Si l'on admet la nécessité du système général de défense proposé dans les chapitres 3 et 4, on devra, pour compléter ceux-ci, extraire des chapitres suivants de nombreuses prescriptions pratiques et de détails nécessaires dans toute hypothèse.

Si l'on juge les considérations des chapitres 3 et 4 exagérées et trop théoriques, il suffira de s'en tenir aux chapitres 5 et 6, où se trouvent également résumés les principes les moins contestables de la première partie.

Dans l'une ou l'autre manière de voir, ce livre, rédigé à deux points de vue différents, mais dans un même but, paraîtra peut-être utile; en quelque pays, et, de quelque manière que l'émeute surgisse, un ou plusieurs des principes exposés deviendraient plus ou moins applicables.

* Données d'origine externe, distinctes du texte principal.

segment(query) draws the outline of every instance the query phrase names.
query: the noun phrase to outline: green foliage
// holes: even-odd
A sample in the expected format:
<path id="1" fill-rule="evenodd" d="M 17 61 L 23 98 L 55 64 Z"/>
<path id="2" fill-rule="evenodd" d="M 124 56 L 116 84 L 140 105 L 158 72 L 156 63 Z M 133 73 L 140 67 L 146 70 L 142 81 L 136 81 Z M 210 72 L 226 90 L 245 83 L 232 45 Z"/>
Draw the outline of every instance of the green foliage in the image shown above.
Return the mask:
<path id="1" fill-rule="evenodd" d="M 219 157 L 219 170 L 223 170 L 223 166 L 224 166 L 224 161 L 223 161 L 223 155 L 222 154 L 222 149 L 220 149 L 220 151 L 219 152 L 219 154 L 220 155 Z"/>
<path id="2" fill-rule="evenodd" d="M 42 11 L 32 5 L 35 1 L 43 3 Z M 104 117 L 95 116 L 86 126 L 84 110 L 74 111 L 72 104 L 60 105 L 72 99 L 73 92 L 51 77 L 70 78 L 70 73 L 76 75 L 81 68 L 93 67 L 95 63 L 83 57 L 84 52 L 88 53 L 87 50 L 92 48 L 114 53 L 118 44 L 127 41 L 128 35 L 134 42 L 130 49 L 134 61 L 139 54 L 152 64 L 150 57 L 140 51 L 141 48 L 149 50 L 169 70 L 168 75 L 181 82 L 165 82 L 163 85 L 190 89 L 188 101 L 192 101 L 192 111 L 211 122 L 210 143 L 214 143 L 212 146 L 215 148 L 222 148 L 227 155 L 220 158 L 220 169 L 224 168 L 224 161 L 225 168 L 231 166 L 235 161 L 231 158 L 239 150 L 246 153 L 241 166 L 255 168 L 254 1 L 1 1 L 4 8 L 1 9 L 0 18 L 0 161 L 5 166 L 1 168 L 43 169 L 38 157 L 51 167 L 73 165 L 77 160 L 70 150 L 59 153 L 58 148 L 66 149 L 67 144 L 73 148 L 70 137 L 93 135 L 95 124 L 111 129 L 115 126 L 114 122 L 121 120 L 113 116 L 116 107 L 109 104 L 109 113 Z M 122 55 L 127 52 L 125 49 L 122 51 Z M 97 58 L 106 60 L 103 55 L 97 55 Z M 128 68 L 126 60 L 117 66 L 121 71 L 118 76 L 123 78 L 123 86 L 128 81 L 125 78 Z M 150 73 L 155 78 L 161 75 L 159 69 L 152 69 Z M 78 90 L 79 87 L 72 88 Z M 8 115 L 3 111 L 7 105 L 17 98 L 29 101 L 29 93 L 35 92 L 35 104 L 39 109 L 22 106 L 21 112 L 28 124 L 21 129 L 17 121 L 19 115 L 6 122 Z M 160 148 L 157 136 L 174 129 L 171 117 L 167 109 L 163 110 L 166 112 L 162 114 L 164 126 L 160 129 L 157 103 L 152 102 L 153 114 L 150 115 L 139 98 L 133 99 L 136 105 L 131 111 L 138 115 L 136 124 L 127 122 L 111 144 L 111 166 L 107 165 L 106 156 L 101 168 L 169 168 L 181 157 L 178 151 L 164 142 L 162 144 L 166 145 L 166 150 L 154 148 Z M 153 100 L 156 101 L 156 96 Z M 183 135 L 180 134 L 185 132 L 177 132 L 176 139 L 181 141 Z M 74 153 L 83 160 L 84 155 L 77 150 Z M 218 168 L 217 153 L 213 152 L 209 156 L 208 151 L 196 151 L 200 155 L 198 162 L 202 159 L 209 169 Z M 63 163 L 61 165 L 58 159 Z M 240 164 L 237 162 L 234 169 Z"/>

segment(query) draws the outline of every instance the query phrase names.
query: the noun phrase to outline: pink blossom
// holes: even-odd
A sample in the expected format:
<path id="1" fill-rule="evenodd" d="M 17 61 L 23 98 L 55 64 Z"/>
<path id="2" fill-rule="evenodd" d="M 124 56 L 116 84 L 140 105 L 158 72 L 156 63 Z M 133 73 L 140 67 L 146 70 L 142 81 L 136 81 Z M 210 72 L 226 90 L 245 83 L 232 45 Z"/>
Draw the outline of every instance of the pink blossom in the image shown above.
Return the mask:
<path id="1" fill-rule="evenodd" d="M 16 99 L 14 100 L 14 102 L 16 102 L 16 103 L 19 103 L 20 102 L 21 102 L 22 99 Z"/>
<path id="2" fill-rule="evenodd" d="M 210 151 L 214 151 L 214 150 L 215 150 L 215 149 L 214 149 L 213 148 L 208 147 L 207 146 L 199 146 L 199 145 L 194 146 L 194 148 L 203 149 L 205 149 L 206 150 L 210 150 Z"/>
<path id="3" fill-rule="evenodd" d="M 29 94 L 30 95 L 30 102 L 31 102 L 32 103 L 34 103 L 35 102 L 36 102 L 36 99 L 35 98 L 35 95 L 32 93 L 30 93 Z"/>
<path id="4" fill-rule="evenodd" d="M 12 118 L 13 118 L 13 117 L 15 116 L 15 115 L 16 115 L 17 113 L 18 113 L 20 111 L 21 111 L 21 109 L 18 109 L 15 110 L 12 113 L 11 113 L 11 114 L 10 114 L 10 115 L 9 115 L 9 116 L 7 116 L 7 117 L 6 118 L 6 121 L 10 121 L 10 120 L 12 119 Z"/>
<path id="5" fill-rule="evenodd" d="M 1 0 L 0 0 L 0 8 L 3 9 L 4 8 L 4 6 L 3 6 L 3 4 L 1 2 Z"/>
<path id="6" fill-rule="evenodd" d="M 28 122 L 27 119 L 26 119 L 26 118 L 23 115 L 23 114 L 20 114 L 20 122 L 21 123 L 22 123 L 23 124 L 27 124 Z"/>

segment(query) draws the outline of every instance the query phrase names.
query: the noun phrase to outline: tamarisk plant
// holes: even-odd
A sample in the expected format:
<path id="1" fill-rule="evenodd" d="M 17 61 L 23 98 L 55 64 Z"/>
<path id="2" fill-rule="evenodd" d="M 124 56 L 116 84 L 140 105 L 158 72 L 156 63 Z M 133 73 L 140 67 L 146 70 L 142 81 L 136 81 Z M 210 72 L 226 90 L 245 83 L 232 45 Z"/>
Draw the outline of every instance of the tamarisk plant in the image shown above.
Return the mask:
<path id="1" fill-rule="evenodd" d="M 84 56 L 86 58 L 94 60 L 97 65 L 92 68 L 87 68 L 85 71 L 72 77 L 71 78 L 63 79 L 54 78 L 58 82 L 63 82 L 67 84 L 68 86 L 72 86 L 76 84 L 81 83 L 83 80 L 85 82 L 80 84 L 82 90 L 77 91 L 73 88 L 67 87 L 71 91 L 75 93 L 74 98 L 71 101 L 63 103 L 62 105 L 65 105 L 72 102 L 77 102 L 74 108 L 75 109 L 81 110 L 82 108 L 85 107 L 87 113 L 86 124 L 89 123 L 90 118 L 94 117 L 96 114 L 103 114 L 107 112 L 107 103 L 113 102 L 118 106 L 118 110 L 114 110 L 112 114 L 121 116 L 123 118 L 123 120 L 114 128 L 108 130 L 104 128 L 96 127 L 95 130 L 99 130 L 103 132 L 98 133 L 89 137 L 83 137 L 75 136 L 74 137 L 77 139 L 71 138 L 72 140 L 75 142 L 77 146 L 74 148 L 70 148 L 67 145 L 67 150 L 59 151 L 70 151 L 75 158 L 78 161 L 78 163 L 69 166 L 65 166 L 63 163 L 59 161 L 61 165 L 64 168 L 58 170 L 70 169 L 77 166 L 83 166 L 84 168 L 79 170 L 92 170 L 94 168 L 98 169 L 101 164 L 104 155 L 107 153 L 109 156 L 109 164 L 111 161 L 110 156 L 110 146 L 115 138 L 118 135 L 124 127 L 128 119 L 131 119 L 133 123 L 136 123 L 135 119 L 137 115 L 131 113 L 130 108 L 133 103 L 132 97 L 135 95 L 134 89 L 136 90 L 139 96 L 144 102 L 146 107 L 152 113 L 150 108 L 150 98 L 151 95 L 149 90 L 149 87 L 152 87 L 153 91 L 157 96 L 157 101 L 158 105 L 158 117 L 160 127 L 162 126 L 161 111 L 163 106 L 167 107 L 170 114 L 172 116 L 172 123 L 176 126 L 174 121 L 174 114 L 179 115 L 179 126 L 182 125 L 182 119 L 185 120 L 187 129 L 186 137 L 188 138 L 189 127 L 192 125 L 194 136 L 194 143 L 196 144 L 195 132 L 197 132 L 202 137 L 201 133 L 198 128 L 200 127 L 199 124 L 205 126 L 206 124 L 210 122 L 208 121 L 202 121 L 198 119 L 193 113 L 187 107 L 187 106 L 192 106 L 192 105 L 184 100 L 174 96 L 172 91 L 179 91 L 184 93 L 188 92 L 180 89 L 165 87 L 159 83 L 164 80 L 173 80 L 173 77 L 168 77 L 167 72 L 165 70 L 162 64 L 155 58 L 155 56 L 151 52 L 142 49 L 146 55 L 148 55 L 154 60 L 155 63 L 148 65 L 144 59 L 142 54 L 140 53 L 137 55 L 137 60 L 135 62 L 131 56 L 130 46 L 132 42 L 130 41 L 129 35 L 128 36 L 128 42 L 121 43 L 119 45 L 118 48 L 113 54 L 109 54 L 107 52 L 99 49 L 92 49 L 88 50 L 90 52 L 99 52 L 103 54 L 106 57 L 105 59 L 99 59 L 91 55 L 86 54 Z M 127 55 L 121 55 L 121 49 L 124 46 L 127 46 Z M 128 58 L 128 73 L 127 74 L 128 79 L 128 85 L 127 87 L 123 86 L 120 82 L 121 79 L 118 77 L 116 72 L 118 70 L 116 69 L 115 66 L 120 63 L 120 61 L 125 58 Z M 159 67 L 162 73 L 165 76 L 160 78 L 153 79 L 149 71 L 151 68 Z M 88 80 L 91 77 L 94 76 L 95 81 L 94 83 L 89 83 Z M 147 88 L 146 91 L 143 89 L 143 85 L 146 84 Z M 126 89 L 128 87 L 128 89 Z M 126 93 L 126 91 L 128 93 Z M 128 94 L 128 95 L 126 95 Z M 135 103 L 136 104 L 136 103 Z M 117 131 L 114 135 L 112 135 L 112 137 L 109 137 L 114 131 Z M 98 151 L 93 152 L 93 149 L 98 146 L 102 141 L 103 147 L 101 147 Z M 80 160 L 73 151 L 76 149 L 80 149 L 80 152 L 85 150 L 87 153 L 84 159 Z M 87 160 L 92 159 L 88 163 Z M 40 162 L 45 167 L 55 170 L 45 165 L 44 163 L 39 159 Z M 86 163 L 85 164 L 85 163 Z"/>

Si nous avons pu contribuer à rendre encore plus évidente pour tous cette vérité: _Vis-à-vis d'un pouvoir régulier pénétré de ses devoirs, et au milieu de nations éclairées par tant de désastres, l'anarchie ne peut désormais espérer que des succès trop éphémères pour exciter ses coupables projets_; alors le but de cet ouvrage sera rempli.

Dans un pareil sujet, plus que dans tout autre, un mot de Napoléon doit-être constamment rappelé: «À la guerre, les trois quarts sont des affaires morales; la balance des forces réelles n'est que pour un autre quart.»

Terminons enfin par cet adage de tous les temps: _L'anarchie est le fléau du peuple, la ruine des nationalités_.